Aunque la credibilidad de los barómetros del Centro de Investigaciones Sociológicas no atraviesa sus mejores momentos (de creer a Tezanos, su jefe, Pedro Sánchez, convocaría elecciones hoy mismo), en caso de que hoy se celebrasen elecciones, el PSOE las ganaría con una amplísima ventaja sobre el Partido Popular.
Estima el CIS que el PSOE obtendría el 31,8% de los votos, ocho décimas menos que el pronóstico que le daba hace un mes, en el barómetro de febrero (el 32,8%), mientras que el PP subiría cuatro décimas, hasta situarse en el 23,3% del voto. Es decir: si en febrero, José Félix Tezanos pronosticaba una distancia de más de 10 puntos entre los dos primeros partidos, la distancia ahora se reduce a solo 8,5 puntos, a favor del PSOE, claro.
El trabajo de campo del CIS se inició pocos días después del inicio de la guerra de Irán el 28 de febrero, y no parece que, de momento, la campaña del "No a la guerra" —a la que Pedro Sánchez dio el pistoletazo de salida el 4 de marzo en una declaración institucional sin preguntas en Moncloa— haya tenido efectos demoscópicos positivos entre los votantes del PSOE.

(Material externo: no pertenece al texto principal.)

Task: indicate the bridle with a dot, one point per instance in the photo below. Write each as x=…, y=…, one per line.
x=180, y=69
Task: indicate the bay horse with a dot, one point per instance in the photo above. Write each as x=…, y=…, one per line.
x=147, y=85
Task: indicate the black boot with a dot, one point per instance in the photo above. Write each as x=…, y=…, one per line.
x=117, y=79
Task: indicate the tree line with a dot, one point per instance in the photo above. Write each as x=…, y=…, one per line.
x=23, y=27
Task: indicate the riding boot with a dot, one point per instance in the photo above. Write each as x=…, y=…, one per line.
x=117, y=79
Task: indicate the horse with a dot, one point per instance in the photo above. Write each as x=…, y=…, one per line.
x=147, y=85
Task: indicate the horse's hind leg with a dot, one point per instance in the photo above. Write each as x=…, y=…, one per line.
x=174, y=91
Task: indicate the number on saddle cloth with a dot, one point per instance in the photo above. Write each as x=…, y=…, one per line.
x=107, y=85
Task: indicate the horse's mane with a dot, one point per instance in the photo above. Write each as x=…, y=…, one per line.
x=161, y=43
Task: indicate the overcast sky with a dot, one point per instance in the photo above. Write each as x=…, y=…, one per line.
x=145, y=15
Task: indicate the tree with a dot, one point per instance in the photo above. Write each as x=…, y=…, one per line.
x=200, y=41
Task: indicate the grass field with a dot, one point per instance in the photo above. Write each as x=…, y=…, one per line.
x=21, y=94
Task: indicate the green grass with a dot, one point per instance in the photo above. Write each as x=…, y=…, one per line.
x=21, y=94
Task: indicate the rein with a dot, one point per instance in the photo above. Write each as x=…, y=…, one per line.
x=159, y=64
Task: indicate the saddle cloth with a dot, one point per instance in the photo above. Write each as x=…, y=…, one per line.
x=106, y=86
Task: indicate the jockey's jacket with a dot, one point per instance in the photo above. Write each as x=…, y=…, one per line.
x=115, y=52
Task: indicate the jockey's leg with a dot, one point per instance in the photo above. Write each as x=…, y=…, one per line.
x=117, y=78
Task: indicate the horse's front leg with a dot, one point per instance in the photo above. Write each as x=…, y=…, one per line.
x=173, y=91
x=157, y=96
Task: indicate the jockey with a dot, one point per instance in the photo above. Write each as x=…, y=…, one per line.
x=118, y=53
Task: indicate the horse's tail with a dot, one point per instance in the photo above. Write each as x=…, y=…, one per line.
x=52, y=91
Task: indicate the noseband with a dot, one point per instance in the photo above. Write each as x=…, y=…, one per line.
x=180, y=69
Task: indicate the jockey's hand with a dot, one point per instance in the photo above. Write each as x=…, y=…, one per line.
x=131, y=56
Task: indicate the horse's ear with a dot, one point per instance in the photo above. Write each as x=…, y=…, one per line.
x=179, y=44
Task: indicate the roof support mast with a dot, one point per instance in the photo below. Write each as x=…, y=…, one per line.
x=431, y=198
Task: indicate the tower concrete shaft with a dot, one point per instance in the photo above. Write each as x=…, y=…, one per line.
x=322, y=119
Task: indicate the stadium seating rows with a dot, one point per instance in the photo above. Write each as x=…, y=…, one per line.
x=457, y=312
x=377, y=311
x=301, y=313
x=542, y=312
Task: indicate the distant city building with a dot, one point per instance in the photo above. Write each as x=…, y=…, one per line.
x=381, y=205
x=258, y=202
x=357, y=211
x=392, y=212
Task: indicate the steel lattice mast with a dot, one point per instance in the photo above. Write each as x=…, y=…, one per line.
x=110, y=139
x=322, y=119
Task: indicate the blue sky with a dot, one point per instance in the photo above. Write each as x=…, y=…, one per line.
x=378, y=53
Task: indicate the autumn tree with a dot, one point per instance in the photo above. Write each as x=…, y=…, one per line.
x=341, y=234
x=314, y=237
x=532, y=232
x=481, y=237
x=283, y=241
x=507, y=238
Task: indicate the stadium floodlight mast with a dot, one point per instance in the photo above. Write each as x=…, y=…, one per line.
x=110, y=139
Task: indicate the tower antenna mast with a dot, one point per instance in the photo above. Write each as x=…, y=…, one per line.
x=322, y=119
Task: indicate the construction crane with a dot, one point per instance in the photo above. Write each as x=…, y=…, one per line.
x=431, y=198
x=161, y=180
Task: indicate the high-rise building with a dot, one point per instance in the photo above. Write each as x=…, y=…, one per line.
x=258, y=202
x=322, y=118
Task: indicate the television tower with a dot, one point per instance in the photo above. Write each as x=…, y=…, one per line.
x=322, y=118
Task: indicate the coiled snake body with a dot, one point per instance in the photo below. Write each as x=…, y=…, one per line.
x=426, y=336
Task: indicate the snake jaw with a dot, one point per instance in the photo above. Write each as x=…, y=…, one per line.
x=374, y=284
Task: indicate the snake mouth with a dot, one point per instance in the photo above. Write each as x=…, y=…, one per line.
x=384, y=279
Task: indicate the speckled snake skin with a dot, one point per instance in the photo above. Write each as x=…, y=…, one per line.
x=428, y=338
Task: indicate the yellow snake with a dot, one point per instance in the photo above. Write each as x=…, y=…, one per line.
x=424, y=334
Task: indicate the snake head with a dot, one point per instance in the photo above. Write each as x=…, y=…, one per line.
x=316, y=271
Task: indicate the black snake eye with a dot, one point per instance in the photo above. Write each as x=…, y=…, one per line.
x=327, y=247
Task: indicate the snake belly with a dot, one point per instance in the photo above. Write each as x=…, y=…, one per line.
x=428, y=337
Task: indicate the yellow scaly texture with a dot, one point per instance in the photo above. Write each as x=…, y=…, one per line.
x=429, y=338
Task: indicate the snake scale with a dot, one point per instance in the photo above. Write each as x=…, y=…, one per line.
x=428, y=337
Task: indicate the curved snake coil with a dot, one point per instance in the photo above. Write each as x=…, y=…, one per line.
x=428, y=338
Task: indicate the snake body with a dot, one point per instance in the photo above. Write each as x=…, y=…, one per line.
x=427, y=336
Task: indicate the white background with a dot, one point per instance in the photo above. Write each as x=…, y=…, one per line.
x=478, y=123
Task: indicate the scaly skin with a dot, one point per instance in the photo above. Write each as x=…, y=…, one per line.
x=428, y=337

Sin embargo, el cambio más grande que registra el barómetro de marzo afecta a la tercera fuerza política, la liderada por Santiago Abascal, pues mientras en febrero el CIS lo situaba con una estimación de voto del 18,9%, en marzo Vox cae hasta el 16,6%.
El voto estimado de Sumar, que agrupa a los partidos que firmaron la coalición excepto Podemos, es del 7,1% —crece 0,1 puntos—, mientras que Podemos se quedaría en el 2,1, cayendo desde el 3,9% que registraba en el anterior barómetro.